CNN's Fear and Greed Index was at 29, indicating fear on Wall Street. That's up from last week, when the index suggested extreme fear was permeating markets.

Still, investors were heartened by global regulators' steps to contain the tumult in banking. UBS on Sunday agreed to buy rival Swiss bank Credit Suisse in a move to both rescue the embattled lender and help instill faith in the global financial sector.

12:56 p.m. ET, March 20, 2023

First Republic stock tumbles 46% to a record intraday low

An exterior view of the First Republic Bank headquarters on March 13 in San Francisco, California. (Justin Sullivan/Getty Images)

First Republic's stock continued to tumble on Monday and the San Francisco-based bank's shares were halted multiple times for volatility, having fallen 46% by midday.

Despite having received a $70 billion loan from JPMorgan Chase a week ago and another $30 billion lifeline from a consortium of banks on Thursday, investors weren't optimistic about the bank's prospects.

Thursday's government-arranged deal amounted to a big cash deposit that would allow First Republic to meet customers' demands for withdrawals.
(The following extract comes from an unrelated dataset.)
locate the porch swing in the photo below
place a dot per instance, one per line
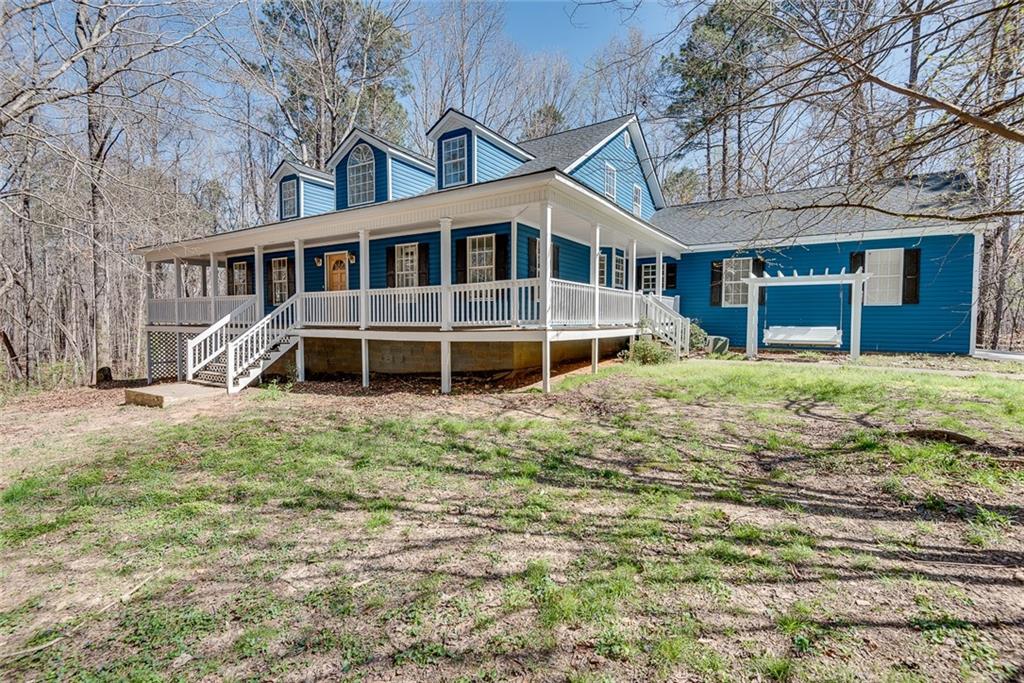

That may have helped alleviate the bank run for the time being, said Patricia McCoy, a law professor at Boston College. "But it doesn't solve this profitability problem," she said in an interview Friday.

Banks, led again by JPMorgan, are trying to work on yet another rescue plan for First Republic on Monday, the Wall Street Journal reported.
11:09 a.m. ET, March 20, 2023

Credit Suisse deal is a ‘big plus’ that should help restore confidence in the system, Moody's chief economist says

People walk near Swiss bank Credit Suisse in Zurich, Switzerland, on March 20. (Denis Balibouse/Reuters)

The UBS rescue of Credit Suisse is an encouraging development that should help boost diminished confidence in the global banking system, according to Moody’s Analytics chief economist Mark Zandi.

Zandi described the UBS-Credit Suisse deal – one that was pushed by Swiss regulators – as a “big plus.”

“Governments are judiciously resolving the weak links in the global financial system by either shutting them down (SVB and Signature), merging them with strong institutions (Credit Suisse) or organizing support for struggling institutions (First Republic),” Zandi told CNN in an email on Sunday.

Those steps – combined with the FDIC guaranteeing all deposits at failed institutions and the Fed launching a new bank lending program – “should restore confidence in the soundness of the financial system,” Zandi said.

The FDIC also announced an agreement Sunday night to sell most of failed Signature Bank to Flagstar Bank owner New York Community Bank.

“There should be no doubt that depositors will get their deposits when they want them,” Zandi said.